Simply put, when you look at industry trends, it is clear that DSL is eventually going to be phased out. It is not a question of “if”, but a question of “when”.
Gigaom.com states in their article “Why Verizon is killing DSL & cheap broadband”:
The slow death of DSL will cause the rapid rise of expensive broadband for underserved areas if Verizon’s Fusion home broadband service is any indication. Verizon launched home-broadband powered by its wireless network — letting consumers trade unlimited slow broadband from a wire for faster, capped and more expensive service…Verizon may have started out as a collection of wireline telephone companies, but it has been rapidly abandoning its legacy copper by selling off its DSL businesses to Frontier Communications, Fairpoint and even the Carlyle Group. The plan, as we said back then, was to get rid of high-cost copper lines and come in later with wireless broadband that delivered better speeds. [Source]
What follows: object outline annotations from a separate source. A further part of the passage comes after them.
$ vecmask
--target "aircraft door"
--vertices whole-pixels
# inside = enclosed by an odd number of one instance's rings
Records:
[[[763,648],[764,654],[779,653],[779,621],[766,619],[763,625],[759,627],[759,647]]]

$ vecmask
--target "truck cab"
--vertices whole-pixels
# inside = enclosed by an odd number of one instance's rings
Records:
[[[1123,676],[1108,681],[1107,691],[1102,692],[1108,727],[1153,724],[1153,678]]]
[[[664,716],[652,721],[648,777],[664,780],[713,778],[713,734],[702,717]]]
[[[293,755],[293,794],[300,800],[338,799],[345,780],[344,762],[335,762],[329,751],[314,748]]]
Similarly, DSLReports.com states:
Verizon has been making it very clear that they have no interest in those customers remaining on DSL. The company last year returned to forcing new DSL users to subscribe to costly landline service, and now users in our Verizon DSL forum say they’re being notified that yet another round of traditional rate hikes have arrived. [Source]
BusinessWeek also reports in the article “Hey DSL, It’s Time For Goodbye”:
Today, AT&T essentially put the nail in the coffin for DSL technology when it announced it was going all-in on IP-based networks and IP technologies. As Stacey Higginbotham reported earlier this morning, Dallas-based AT&T is spending nearly $14 billion to completely switch from last century’s technologies and put its old, copper-based network out for pasture. [Source]
But it is not just industry pundits who are making gloom & doom predictions. In fact, the FCC and even Verizon itself have expressed publicly that the writing is on the wall for copper-based DSL.
The general counsel of the Federal Communications Commission predicts that DSL and landlines will stop working within the next ten years, “abandoned by companies like AT&T and Verizon in favor of wireless service in rural America or fiber (if you are lucky) in the cities.” [Source]
Verizon does say that they have no plans to shut down working service for customers. But, at the same time, Tom Maguire, Verizon’s senior vice president of operations support, is on the record as saying that Verizon has a “gradual phase-out” strategy [Source]. This is especially the case when existing cooper lines go down. As reported by the Minneapolis Star Tribune, Tom Maguire underscores Verizon’s unwillingness to invest in long-term maintenance: “If we fixed the copper, there’s a good likelihood people wouldn’t even use it.” [Source]
This strategy is already being carried out in some regions. The Verge reports in the article “Disaster, meet opportunity: Verizon’s plan to push wireless on copper landline customers”:
Last Friday, Verizon filed a proposal with New York state that would allow it to abandon traditional copper telephone lines in favor of wireless service in select areas. Companies like Verizon and AT&T have been trying to leave these old and costly copper networks behind them. [Source]
Therefore, as each Princeton resident considers the Matrix plan and the upcoming Nov. 18 vote, it is important to consider not just what internet solution works this month or this year, but what will effectively service our community in 2024 and beyond.